San Miguel Corp. said Friday power subsidiary SMC Global Power Holdings Corp. will weather the financial challenges following the denial by the Energy Regulatory Commission of its petition for temporary relief from its fixed-rate power supply agreements with Manila Electric Co.
“We’re confident that we will be able to manage the company’s maturing obligations in 2023 and beyond. If necessary, there will be SMC parent support. For our bondholders, SMCGP will continue to be fully-compliant with its financial covenants at all times,” SMC president and chief executive Ramon Ang said.
Ang said the company remained fundamentally strong, with a sound strategy to manage all financial covenants and obligations, even as it pursues expansion and transition to battery energy storage system and cleaner power technologies.
He assured investors and bondholders of SMC’s power unit that the ERC decision, while significantly impacting two power facilities with fixed-rate PSAs, would have no adverse implication on a consolidated basis for SMCGP.
Ang said the ERC decision was “unfortunate,” but “SMCGP remains in a stable position to navigate these circumstances.”
“We have never been more confident of the fundamental strength of our businesses,” Ang said.
Ang said that as of June 2022, SMCGP no longer needed to pay P12 billion per annum in capital lease payments under its independent power producer administration contract for the 1,200-megawatt Ilijan natural gas plant in Batangas.

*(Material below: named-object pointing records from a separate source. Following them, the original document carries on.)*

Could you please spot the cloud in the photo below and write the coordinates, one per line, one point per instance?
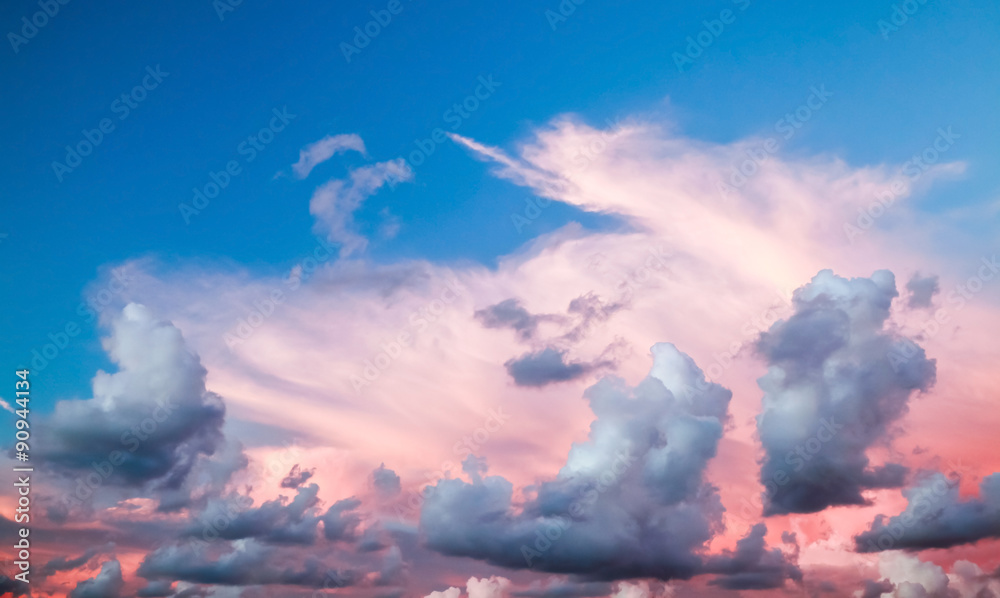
(906, 576)
(316, 153)
(629, 502)
(386, 482)
(339, 521)
(248, 563)
(107, 584)
(275, 522)
(831, 391)
(509, 313)
(14, 587)
(922, 290)
(156, 589)
(752, 566)
(296, 477)
(63, 563)
(149, 421)
(936, 517)
(334, 203)
(493, 587)
(547, 366)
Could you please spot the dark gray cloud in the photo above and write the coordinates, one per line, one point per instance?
(148, 422)
(875, 589)
(386, 482)
(296, 477)
(752, 566)
(630, 502)
(156, 589)
(340, 522)
(548, 361)
(936, 517)
(106, 584)
(835, 385)
(275, 522)
(64, 563)
(511, 314)
(565, 589)
(922, 290)
(249, 563)
(546, 367)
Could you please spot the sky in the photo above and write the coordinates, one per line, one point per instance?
(502, 300)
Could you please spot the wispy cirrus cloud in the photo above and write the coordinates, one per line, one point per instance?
(320, 151)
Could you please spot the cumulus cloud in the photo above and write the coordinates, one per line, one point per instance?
(248, 563)
(550, 362)
(906, 576)
(386, 482)
(296, 477)
(149, 421)
(833, 388)
(320, 151)
(548, 366)
(334, 203)
(752, 566)
(629, 502)
(106, 584)
(64, 563)
(277, 522)
(493, 587)
(340, 521)
(936, 517)
(922, 290)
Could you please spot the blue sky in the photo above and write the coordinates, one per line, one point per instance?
(606, 59)
(158, 169)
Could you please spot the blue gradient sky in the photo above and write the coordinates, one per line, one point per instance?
(225, 77)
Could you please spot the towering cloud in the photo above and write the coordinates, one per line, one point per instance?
(630, 501)
(837, 379)
(107, 584)
(148, 422)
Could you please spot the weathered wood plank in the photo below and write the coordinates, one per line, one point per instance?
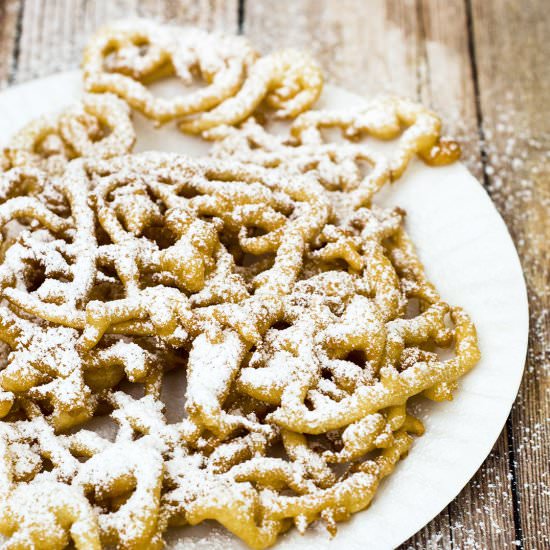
(421, 50)
(9, 16)
(512, 52)
(54, 32)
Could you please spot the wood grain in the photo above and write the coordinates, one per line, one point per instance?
(421, 50)
(9, 15)
(483, 65)
(53, 32)
(511, 44)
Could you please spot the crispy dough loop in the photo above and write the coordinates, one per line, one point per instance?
(98, 126)
(288, 80)
(123, 58)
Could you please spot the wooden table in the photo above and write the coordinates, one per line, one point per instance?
(484, 65)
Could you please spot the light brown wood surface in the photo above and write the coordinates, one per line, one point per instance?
(484, 66)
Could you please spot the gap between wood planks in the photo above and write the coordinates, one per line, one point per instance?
(518, 531)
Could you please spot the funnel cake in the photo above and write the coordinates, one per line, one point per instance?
(124, 58)
(296, 310)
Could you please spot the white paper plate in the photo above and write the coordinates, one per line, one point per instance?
(470, 257)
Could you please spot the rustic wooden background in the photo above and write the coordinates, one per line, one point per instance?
(484, 65)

He said this would have a full-year positive impact on the company in 2023 and provides “a lot of financial flexibility” whether it opts for capital expenditure, refinancing, or paying down debt.
Ang also said SMCGP would realize at least P8 billion to P10 billion in earnings before interest, taxes, depreciation and amortization from the BESS projects by next year.
SMCGP said it would also no longer make capital lease payments of about P14 billion per year under its 1,200-MW Sual coal power plant IPPA, effective October 2024.
Meanwhile, SMC Global Power said its subsidiaries would collect the deferred generation charges for November and December 2013 billing period in the wake of a Supreme Court ruling.
SMGCP said in a disclosure to the Philippine Dealing and Exchange Corp. that it received on Oct. 18 from its legal counsel the notice issued by the SC en banc, which directed that the entry of judgment on the issue. The SC nullified the Energy Regulatory Commission order imposing regulated prices at the Wholesale Electricity Spot Market for the supply months of November and December 2013.
“After such entry of judgment is made, South Premiere Power Corp., San Miguel Energy Corp. and Masinloc Power Partners Co. Ltd., all wholly-owned subsidiaries of the corporation, will be able to proceed with the collection of the deferred charges for November and December billing periods from Meralco under their respective power supply agreements,” it said.